A new technology developed by Qi Pan and other researchers at the University of Cambridge allows one to create 3D models on the fly by manipulating an object in front of a webcam. The reconstruction of the 3D model from the video can be viewed in real-time by the user as he moves and rotates the object. The program is called ProFORMA. Pan says the program will be publicly released soon.
The following video gives an excellent demonstration.
Previous work has allowed reconstruction of 3D models from photos or video; however, such work has been limited to offline processing, e.g. the algorithm takes a complete piece of video and builds a 3D model, so the user cannot adjust the video to take in new perspectives until after the whole 3D model is built. The clear advantage of real-time processing (or online processing) is that the user can see the model being built from the video he is recording. He can take more video of the object in different positions to correct any problems in the 3D model as they arise.
Some examples of offline model reconstruction include Microsoft’s Photosynth, Stanford’s Make3D, and the University of Adelaide’s Video Trace.
How does it work?
The program uses a single camera and commodity hardware. The demonstration in the video was performed with a 2.4 Ghz Intel dual core processor and Logitech Quickcam Pro 9000 (640 x 480 @ 15 fps). The program assumes that you are modeling a single object. It cannot model multiple objects simultaneously.
The video camera must be kept stationary and only the object to be modeled is moved and rotated.
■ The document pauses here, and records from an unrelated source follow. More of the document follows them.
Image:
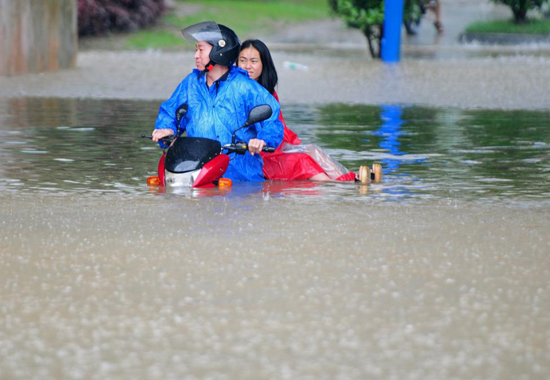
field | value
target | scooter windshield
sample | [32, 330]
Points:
[190, 153]
[203, 31]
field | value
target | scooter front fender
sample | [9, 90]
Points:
[212, 171]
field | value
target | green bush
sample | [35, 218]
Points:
[521, 7]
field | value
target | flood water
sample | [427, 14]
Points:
[439, 272]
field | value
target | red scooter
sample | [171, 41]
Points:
[200, 162]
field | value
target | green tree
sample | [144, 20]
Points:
[368, 17]
[521, 7]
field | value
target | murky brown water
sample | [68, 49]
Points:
[440, 272]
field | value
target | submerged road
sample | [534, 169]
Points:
[435, 70]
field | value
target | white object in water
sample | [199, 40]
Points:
[294, 66]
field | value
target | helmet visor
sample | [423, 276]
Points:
[203, 31]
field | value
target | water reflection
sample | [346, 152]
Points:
[94, 146]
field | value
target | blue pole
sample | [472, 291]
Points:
[393, 19]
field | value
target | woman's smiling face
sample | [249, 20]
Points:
[249, 60]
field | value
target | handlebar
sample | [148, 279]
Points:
[165, 140]
[242, 147]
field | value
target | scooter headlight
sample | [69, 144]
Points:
[181, 179]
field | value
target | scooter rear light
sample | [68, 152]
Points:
[224, 182]
[153, 180]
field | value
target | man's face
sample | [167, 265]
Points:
[202, 52]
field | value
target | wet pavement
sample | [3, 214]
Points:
[434, 71]
[439, 272]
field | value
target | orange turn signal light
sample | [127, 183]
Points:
[224, 182]
[154, 180]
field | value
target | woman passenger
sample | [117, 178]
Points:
[255, 58]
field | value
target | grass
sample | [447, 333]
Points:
[249, 18]
[510, 27]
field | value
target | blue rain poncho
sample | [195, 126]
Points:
[217, 111]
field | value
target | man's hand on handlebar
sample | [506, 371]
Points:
[161, 133]
[255, 146]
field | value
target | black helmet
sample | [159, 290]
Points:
[224, 41]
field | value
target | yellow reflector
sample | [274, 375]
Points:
[154, 180]
[224, 182]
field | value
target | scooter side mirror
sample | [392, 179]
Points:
[259, 113]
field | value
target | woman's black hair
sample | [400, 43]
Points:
[268, 78]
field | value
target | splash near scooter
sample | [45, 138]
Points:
[198, 162]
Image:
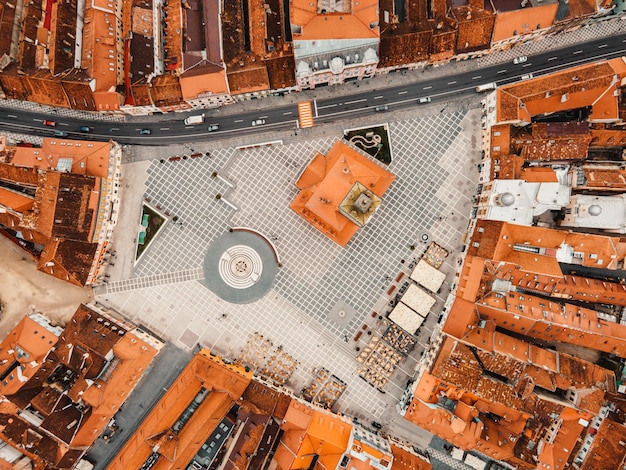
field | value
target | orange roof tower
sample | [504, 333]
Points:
[340, 192]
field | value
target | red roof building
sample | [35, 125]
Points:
[61, 387]
[340, 192]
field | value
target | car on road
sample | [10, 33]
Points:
[486, 87]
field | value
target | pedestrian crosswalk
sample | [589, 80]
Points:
[305, 113]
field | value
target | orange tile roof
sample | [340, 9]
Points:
[69, 390]
[354, 24]
[577, 87]
[195, 86]
[14, 200]
[225, 384]
[512, 23]
[606, 451]
[327, 180]
[309, 432]
[552, 321]
[555, 455]
[534, 248]
[99, 50]
[88, 158]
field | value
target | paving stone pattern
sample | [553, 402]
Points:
[434, 163]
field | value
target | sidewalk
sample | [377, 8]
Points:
[605, 27]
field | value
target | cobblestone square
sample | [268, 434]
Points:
[434, 160]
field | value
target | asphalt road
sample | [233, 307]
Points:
[171, 129]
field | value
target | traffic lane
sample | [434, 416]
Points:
[474, 78]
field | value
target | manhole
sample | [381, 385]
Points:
[424, 237]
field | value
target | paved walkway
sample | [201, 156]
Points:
[164, 292]
[604, 27]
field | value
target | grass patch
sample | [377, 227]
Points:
[372, 140]
[155, 221]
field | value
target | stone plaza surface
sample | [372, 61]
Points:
[435, 160]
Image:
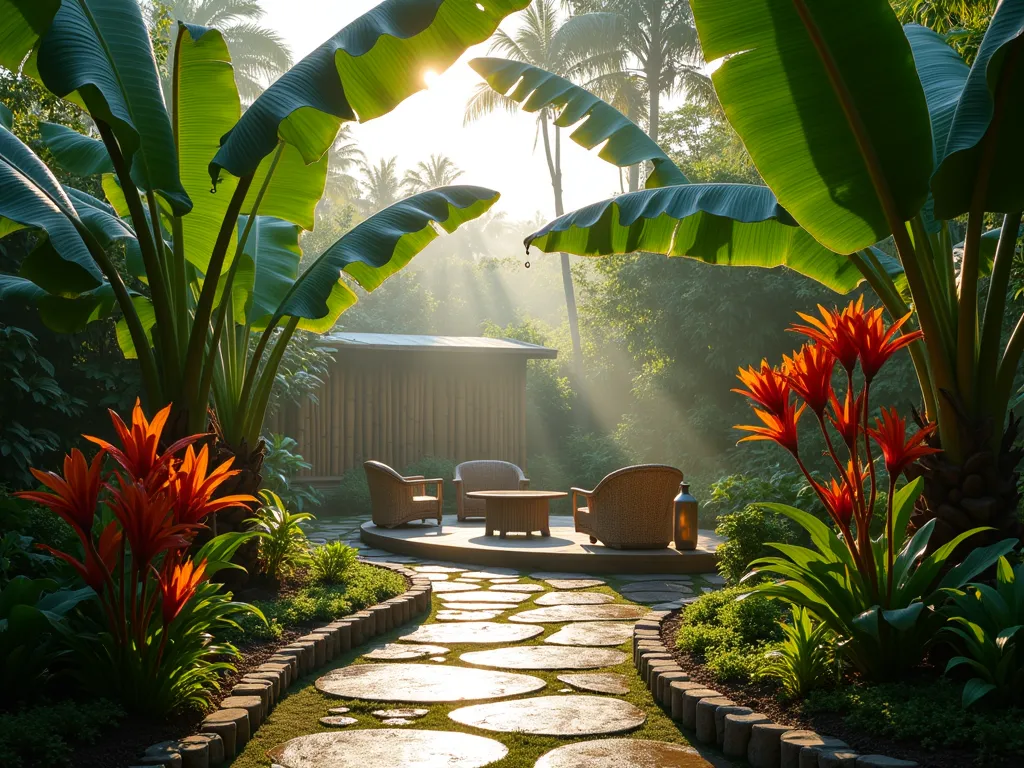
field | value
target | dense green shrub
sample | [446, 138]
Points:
[731, 636]
[364, 585]
[929, 712]
[46, 735]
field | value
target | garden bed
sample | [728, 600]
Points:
[860, 716]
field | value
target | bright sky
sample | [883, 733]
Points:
[497, 152]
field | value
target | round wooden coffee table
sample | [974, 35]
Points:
[517, 511]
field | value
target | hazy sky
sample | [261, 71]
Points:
[497, 152]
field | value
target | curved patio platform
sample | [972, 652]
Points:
[564, 550]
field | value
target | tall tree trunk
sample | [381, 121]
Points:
[555, 169]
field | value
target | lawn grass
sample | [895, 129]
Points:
[298, 714]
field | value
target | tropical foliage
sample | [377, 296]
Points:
[153, 603]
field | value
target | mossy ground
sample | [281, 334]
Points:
[299, 713]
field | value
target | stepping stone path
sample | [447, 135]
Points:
[598, 682]
[400, 652]
[573, 598]
[591, 633]
[417, 683]
[472, 632]
[388, 748]
[615, 753]
[559, 613]
[568, 715]
[545, 657]
[574, 584]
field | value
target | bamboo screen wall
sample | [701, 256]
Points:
[398, 398]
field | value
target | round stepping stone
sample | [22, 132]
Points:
[573, 584]
[614, 753]
[417, 683]
[573, 598]
[598, 682]
[388, 748]
[407, 713]
[338, 721]
[568, 715]
[559, 613]
[467, 615]
[472, 632]
[482, 596]
[592, 633]
[437, 569]
[401, 652]
[545, 657]
[651, 597]
[439, 587]
[522, 588]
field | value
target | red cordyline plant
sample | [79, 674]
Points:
[877, 594]
[136, 526]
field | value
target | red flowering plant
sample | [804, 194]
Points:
[151, 643]
[877, 594]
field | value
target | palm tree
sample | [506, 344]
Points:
[258, 54]
[545, 41]
[438, 171]
[380, 183]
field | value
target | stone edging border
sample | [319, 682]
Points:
[738, 731]
[223, 733]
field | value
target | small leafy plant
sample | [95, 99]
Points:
[330, 562]
[283, 543]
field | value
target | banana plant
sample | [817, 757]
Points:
[209, 203]
[862, 156]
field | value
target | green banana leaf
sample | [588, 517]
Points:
[996, 81]
[24, 23]
[537, 89]
[100, 50]
[376, 249]
[736, 224]
[775, 88]
[363, 72]
[31, 197]
[74, 152]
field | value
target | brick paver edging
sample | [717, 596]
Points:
[224, 732]
[738, 731]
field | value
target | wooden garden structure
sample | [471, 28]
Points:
[397, 398]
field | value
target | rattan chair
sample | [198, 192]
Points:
[396, 500]
[631, 508]
[484, 475]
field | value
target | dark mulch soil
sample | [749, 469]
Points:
[763, 697]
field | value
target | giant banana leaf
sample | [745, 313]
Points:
[537, 89]
[822, 96]
[31, 197]
[983, 145]
[100, 50]
[363, 72]
[736, 224]
[73, 152]
[376, 249]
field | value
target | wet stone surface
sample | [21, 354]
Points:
[545, 657]
[592, 633]
[472, 632]
[416, 683]
[568, 715]
[598, 682]
[387, 748]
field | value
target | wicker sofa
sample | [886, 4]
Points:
[631, 508]
[396, 500]
[484, 475]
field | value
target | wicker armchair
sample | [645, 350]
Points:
[631, 508]
[396, 500]
[484, 475]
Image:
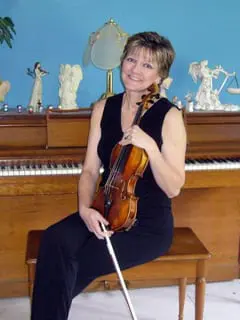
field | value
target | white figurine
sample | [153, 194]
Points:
[37, 74]
[4, 88]
[207, 98]
[69, 78]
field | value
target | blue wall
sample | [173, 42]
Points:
[57, 31]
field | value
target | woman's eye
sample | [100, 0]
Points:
[148, 65]
[129, 59]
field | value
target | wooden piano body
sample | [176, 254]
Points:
[209, 202]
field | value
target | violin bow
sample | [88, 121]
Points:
[119, 273]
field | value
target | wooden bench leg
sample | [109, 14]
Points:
[200, 297]
[31, 276]
[181, 296]
[200, 290]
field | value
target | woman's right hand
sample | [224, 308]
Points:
[92, 219]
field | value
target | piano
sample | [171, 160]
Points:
[41, 158]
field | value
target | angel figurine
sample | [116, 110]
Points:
[69, 79]
[37, 74]
[4, 88]
[207, 98]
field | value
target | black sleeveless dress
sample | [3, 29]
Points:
[153, 205]
[71, 256]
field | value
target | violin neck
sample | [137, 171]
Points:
[138, 115]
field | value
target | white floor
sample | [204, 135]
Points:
[222, 303]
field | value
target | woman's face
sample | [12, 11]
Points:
[139, 70]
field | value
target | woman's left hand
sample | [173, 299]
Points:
[137, 137]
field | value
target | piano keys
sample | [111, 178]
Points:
[41, 157]
[33, 168]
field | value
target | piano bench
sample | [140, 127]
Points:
[186, 259]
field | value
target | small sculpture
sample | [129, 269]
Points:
[69, 78]
[37, 74]
[207, 98]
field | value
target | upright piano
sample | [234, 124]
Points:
[41, 157]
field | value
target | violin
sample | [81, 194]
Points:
[116, 200]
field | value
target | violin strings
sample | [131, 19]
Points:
[117, 165]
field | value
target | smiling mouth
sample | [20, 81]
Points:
[133, 78]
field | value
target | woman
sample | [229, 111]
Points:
[72, 253]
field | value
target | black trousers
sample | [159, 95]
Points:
[71, 257]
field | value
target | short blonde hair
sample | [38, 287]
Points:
[160, 47]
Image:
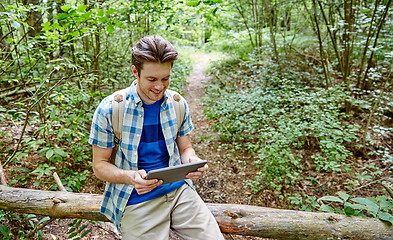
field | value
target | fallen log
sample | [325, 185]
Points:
[232, 218]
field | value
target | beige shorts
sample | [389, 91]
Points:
[182, 210]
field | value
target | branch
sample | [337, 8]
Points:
[232, 218]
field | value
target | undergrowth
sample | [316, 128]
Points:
[291, 125]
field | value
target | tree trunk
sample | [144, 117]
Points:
[34, 19]
[232, 218]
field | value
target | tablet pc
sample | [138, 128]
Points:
[175, 173]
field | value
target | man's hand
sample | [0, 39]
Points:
[200, 172]
[142, 185]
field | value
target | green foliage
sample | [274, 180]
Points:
[73, 180]
[279, 123]
[6, 234]
[77, 231]
[377, 207]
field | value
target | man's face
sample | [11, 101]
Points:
[152, 81]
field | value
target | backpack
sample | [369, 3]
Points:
[118, 106]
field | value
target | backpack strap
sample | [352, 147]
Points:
[178, 104]
[118, 105]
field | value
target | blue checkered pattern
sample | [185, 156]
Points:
[102, 135]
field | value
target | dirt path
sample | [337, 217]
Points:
[228, 171]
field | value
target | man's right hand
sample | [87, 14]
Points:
[142, 185]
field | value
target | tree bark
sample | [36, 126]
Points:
[232, 218]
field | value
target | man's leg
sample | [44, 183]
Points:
[146, 221]
[191, 218]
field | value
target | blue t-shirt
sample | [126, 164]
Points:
[152, 153]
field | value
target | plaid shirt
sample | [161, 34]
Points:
[102, 135]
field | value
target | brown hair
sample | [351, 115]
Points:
[153, 48]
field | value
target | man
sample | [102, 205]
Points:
[140, 208]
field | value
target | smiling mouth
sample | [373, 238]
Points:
[156, 93]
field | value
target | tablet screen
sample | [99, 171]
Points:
[175, 173]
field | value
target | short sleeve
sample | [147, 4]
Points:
[187, 125]
[101, 132]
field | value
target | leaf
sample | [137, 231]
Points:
[82, 8]
[61, 152]
[62, 16]
[326, 208]
[65, 8]
[343, 196]
[110, 11]
[384, 216]
[110, 28]
[349, 209]
[331, 199]
[193, 3]
[49, 153]
[100, 12]
[386, 205]
[15, 24]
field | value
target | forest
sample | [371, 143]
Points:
[298, 105]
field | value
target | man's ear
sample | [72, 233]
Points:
[135, 71]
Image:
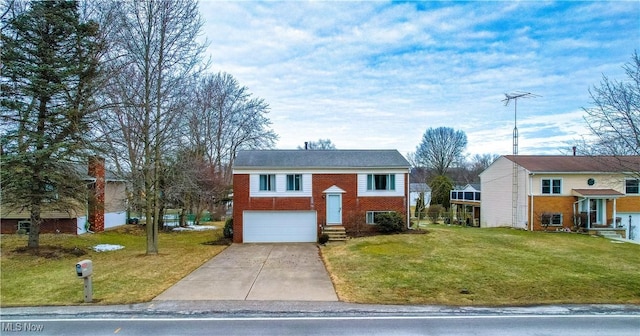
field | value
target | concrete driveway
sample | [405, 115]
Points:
[280, 272]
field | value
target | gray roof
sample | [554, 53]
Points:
[419, 187]
[320, 159]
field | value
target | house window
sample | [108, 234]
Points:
[25, 226]
[381, 182]
[552, 219]
[632, 186]
[294, 182]
[551, 186]
[268, 182]
[372, 215]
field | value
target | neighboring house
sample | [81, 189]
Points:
[291, 195]
[465, 204]
[596, 194]
[105, 207]
[415, 189]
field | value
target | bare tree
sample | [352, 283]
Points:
[224, 117]
[614, 118]
[154, 54]
[440, 148]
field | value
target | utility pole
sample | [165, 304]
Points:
[515, 178]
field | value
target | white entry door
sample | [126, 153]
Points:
[334, 209]
[632, 222]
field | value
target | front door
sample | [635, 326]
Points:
[334, 209]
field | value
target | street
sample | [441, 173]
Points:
[524, 325]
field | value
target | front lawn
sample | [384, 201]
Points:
[123, 276]
[453, 265]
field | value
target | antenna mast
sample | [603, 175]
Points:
[514, 188]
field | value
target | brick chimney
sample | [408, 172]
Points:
[96, 194]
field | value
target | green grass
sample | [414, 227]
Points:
[496, 267]
[123, 276]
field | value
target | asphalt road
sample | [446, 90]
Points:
[523, 325]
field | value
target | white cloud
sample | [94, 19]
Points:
[377, 74]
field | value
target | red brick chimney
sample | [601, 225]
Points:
[96, 194]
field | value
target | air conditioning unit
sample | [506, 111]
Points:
[24, 225]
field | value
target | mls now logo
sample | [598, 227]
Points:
[21, 326]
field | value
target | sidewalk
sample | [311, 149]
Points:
[238, 309]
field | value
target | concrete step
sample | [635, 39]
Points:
[335, 233]
[609, 234]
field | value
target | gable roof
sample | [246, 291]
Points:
[572, 164]
[320, 159]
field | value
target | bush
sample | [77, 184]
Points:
[324, 238]
[434, 211]
[389, 222]
[228, 228]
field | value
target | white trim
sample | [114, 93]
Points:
[399, 186]
[333, 190]
[339, 222]
[381, 170]
[281, 186]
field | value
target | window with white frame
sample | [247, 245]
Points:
[551, 186]
[632, 186]
[371, 216]
[294, 182]
[268, 182]
[551, 219]
[381, 182]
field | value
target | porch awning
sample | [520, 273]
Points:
[597, 193]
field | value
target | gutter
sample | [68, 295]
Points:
[408, 198]
[531, 199]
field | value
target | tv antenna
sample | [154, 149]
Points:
[515, 178]
[515, 96]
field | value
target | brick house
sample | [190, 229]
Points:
[598, 194]
[105, 206]
[292, 195]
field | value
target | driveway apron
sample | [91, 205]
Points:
[279, 272]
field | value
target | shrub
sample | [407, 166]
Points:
[389, 222]
[434, 211]
[228, 228]
[324, 238]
The program can be divided into 5 steps:
- Image capture
- Extraction of point cloud
- Delauney tetrahedralization
- Tetrahedra carving
- Texturing the surface mesh
We will describe each step.
In image capture the goal is to identify the object as separate from the background and the user’s hand and collect enough data to form a point cloud representing the object in 3D space. This is done by sampling many small subwindows of the video (say 5 x 5 pixels), which are called features. Because the camera is not moving, it is easy to determine which subwindows are capturing part of the background because background features will be stationary. The features falling on the user’s hand can be easily identified because the hand moves in and out of the frame and can change shape. The remaining features are clearly part of the object and each is identified as a landmark on the object.
Each landmark specifies a point on the object and taken together they form a point cloud that roughly approximates the shape of the object.
From the point cloud, a process called Delauney tetrahedralization is run, which essentially creates a rough cut of the model that is “too large.” In other words, it has more stuff than necessary as can be seen in step 3 of the diagram above.
The model is so rough that some landmarks that were observed by the camera would now be obscured if indeed the real-life object looked like the model. So, parts of the model are cut away so that each landmark that was seen by the camera can now be seen on the 3D model. This is the tetrahedra carving stage. One of the primary innovations of the program is a new, more accurate tetrahedra carving algorithm. The picture below shows a model after using an older algorithm for tetrahedra carving (left) and a model after using the researchers’ new algorithm for tetrahedra carving (right). The new algorithm creates a smoother, more accurate model.
The resulting model is a close approximation of the real-life object in many cases. This object can then be skinned with the textures captured from the camera to make the model look life-like.
Note that all of these steps are performed in real-time, so that the user can actually view the 3D model as it is reconstructed by the program.
The program was used to reconstruct 3D models of several objects as seen in the picture below.
Reconstruction of the church took 75 s and reconstruction of the box took 61 s. Most models took about a minute to build including time for video capture.
In addition to the limitations noted above, that the camera must be stationary and only one object can be modeled at a time, there are a few other constraints. The program works the best on objects that are highly textured. This is because it uses features to identify landmarks on the object, and in the absence of texture, all features tend to look alike. Second of all, the program generally assumes that at the start of the video the object will be in the center of the frame, though it can later be moved around freely.